Islam is the second most widely professed religion in the Russian Federation. Islam is considered as one of Russia’s traditional religions, legally a part of Russian historical heritage.[1] According to a poll by the Russian Public Opinion Research Center, 6% of respondents considered themselves Muslims.[2] According to Reuters, Muslim minorities make up a seventh (14%) of Russia's population.[3] Muslims constitute the nationalities in the North Caucasus residing between the Black Sea and the Caspian Sea: Adyghe, Balkars, Chechens, Ingush, Kabardin, Karachay, and numerous Dagestani peoples. Also, in the middle of the Volga Basin reside populations of Tatars and Bashkirs, the vast majority of whom are Muslims. There are over 5,000[4] registered religious Muslim organizations (divided into Sunni, Shia and Sufi groups), which is over one sixth of the number of registered Russian Orthodox religious organizations of about 29,268 (As of December 2006).[5]

Contents

History of Islam in Russia [edit]

Mosque in Moscow.

The first Muslims within current Russian territory were the Dagestani people (region of Derbent) after the Arab conquests in the 8th century. The first Muslim state in Russia was Volga Bulgaria (922). The Tatars inherited the religion from that state. Later most of the European and Caucasian Turkic peoples also became followers of Islam.[6]

The period from the conquest of Kazan in 1552 to the ascension of Catherine the Great in 1762 was marked by systematic repression of Muslims through policies of exclusion and discrimination as well as the destruction of Muslim culture by elimination of outward manifestations of Islam such as mosques. The Russians initially demonstrated a willingness in allowing Islam to flourish as Muslim clerics were invited into the various regions to preach to the Muslims, particularly the Kazakhs whom the Russians viewed with contempt..[7][8] However, Russian policy shifted toward weakening Islam by introducing pre-Islamic elements of collective consciousness.[9] Such attempts included methods of eulogizing pre-Islamic historical figures and imposing a sense of inferiority by sending Kazakhs to highly elite Russian military institutions.[9] In response, Kazakh religious leaders attempted to bring religious fervor by espousing pan-Turkism, though many were persecuted as a result.[10]

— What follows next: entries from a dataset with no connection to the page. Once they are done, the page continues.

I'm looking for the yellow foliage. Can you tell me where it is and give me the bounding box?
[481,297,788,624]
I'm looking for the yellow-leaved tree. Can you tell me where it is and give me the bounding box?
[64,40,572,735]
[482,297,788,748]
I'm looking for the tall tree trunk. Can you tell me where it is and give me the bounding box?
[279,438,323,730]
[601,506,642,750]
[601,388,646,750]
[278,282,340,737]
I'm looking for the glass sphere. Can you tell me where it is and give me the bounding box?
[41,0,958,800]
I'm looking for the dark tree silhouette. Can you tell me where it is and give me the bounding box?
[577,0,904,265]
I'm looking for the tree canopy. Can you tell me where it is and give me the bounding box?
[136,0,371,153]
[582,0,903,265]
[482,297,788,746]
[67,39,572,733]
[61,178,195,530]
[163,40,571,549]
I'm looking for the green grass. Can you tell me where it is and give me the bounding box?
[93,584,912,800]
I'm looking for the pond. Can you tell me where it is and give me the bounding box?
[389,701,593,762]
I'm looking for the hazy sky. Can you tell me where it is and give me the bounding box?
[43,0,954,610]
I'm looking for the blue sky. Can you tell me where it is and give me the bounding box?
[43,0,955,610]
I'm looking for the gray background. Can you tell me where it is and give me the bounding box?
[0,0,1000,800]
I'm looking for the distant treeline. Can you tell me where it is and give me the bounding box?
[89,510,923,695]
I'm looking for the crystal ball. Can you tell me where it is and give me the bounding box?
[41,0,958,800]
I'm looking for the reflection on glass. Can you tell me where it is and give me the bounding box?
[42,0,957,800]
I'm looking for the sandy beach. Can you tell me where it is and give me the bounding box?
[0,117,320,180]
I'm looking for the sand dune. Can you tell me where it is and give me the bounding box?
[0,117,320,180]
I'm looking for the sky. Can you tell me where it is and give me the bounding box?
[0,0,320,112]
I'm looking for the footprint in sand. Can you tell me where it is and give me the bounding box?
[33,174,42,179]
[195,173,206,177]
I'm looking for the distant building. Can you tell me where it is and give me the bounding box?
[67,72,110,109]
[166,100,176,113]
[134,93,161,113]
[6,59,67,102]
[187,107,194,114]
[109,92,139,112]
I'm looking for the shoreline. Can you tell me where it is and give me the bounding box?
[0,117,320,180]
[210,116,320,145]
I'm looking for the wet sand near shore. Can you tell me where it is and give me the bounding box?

While total expulsion as in other Christian nations such as Spain, Portugal and Sicily was not feasible to achieve a homogenous Russian Orthodox population, other policies such as land grants and the promotion of migration by other Russian and non-Muslim populations into Muslim lands displaced many Muslims, making them minorities in places such as some parts of the South Ural region to other parts such as the Ottoman Turkey, and almost annihilating the Circassians, Crimean Tatars, and various Muslims of the Caucasus. The Russian army rounded up people, driving Muslims from their villages to ports on the Black Sea, where they awaited ships provided by the neighboring Ottoman Empire. The explicit Russian goal was to expel the groups in question from their lands.[11] They were given a choice as to where to be resettled: in the Ottoman Empire or in Russia far from their old lands. The Russo-Caucasian War ended with the signing of loyalty oaths by Circassian leaders on 2 June [O.S. 21 May] 1864. Afterwards, the Ottoman Empire offered to harbour the Circassians that did not wish to accept the rule of a Christian monarch, and many emigrated to Anatolia, the heart of the Ottoman Empire and ended up in modern Turkey, Syria, Jordan, Israel, Iraq and Kosovo. Various Russian, Caucasus, and Western historians agree on the figure of ca. 500,000 inhabitants of the highland Caucasus being deported by Russia in the 1860s. A large fraction of them died in transit from disease. Those that remained loyal to Russia, were settled into the lowlands, the left-bank of the Kuban River. The trend of Russification has continued at different paces in the rest of Tsarist and Soviet periods, so that today there are more Tatars living outside the Republic of Tatarstan than inside it.[6]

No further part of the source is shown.